Indexing Data
After importing documents has completed, it is a best practice to start the index process. An index at the most basic level locates words imported into the project to enable searching and highlighting of search hits, however, Reveal runs additional processes during this time (i.e., conversion into html, text extraction and color detection).
Below is a chart that indicates whether or not indexing is required after the corresponding event has occurred.
Event | Run Index |
---|---|
OCR | Yes |
Data Import - load files | Yes |
Index Error | Yes |
Data Import - Discovery Manager | No |
Uploader | No |
Transcription | No |
Indexing can be done by going to the Create pane and choosing Indexes.
In the Case Name field, use the dropdown menu to select your project.
In the Index table select the set of loaded data identified in the Import File column to be indexed.
To alert teams and/or users upon completion of an indexing job,
select Options button and
go to the Notifications tab to choose the appropriate recipients.
Choose the Index/Re-Index button located in the middle of the window beneath the Index table.
Select the Document Text Sets you wish to index. By default the Native/HTML, Extracted, and OCR/Loaded text sets are present, but additional text sets may have been added to the current project.
The Text Set choices will determine the order which the sets will be indexed.
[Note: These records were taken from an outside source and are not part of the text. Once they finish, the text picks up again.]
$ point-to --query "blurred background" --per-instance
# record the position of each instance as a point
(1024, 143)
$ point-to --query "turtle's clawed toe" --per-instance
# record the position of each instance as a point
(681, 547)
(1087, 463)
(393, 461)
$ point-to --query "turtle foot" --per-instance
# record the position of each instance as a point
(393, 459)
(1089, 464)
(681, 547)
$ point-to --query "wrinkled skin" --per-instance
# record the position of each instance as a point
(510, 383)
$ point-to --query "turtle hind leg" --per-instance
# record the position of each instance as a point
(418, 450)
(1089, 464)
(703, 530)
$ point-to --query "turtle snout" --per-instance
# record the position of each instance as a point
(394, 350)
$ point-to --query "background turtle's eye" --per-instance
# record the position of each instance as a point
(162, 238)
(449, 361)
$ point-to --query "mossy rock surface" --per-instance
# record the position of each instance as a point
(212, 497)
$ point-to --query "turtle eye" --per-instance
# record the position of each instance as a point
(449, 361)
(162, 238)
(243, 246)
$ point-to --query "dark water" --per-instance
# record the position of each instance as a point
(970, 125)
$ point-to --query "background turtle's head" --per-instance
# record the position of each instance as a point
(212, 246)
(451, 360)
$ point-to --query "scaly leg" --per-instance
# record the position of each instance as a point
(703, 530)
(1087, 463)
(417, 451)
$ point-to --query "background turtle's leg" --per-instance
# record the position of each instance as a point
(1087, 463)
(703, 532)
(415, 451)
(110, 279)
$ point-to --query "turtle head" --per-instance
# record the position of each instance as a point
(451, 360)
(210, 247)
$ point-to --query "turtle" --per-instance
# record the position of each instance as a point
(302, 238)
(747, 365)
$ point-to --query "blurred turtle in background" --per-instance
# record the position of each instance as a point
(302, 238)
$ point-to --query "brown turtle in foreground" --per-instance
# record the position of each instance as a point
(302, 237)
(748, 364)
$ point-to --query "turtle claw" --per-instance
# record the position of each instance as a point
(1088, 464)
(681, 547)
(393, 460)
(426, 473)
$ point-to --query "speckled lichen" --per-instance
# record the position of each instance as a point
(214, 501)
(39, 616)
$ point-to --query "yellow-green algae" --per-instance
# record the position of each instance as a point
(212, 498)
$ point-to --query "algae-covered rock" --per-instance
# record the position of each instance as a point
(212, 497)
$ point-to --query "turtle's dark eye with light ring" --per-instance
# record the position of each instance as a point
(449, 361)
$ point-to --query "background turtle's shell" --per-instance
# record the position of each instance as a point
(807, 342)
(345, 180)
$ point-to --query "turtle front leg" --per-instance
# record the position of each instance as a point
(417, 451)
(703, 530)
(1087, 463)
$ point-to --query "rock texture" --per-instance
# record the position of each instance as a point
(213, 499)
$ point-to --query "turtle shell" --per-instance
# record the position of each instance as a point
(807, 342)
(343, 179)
OCR/Loaded will be indexed first, if present, then the Extracted Text will be indexed, followed by the Native/HTML view.
This is done to get data into the project as quickly as possible to make the documents searchable.
As soon as a Text Set completes indexing, the project will become searchable.
When indexing is complete the documents may be viewed in the Native / HTML viewer in the Document Review screen.
Specific documents can be targeted using the Doc List field to specify a List file containing the identified document numbering field (BEGDOC by default). Users can choose between Unindexed and Errors, Non-Error, and All Documents.
Users can choose to change the priority of a specific indexing jobs. The priority of a job is relative, so if a user chooses to make all indexing jobs High priority, the net effect is that all jobs are the same priority and, therefore, there is no high priority.
Status Tab
Progress
Total Documents – All Documents to be attempted to be indexed in the current job. This is scoped by the data sets or docid list that is selected.
Completed – Documents that were attempted to be indexed in the current job.
Note
The “Successful” count + Warnings “Total” count = The “Completed” count.
Successful – Documents that were successfully indexed in the current job.
Remaining – Documents to be attempted to be indexed in the current job.
Skipped – When running an “Unindexed and Error” or “Non-Error” index job unindexable files will get skipped (e.g. empty source files). Skipped Documents are included within the Successful count.
Not Defined – The path to the OCR or native is missing.
Retries – Indexing process was re-attempted on a document. Typically happens if an attempt to index a document times out.
Warnings
Missing – Native was not found.
Too Large - File is larger than the size limits set within the Text Set settings. See Creating Document Text Sets in the Review Manager Administration Guide for details.
Empty Source - File is empty, so it has no content to extract or convert.
Not Supported - Error when extracting text and creating html from an unsupported file type.
Convert Failures - Error when extracting text and creating html from the native. These are typically corrupt or encrypted files.
Convert Empty - Conversion of native was successful but there was no output text.
Insert Failures – There was a failure when attempting to add the document’s text to the Elastic Index.
Note
Convert is the process of extracting text and rendering html from the native.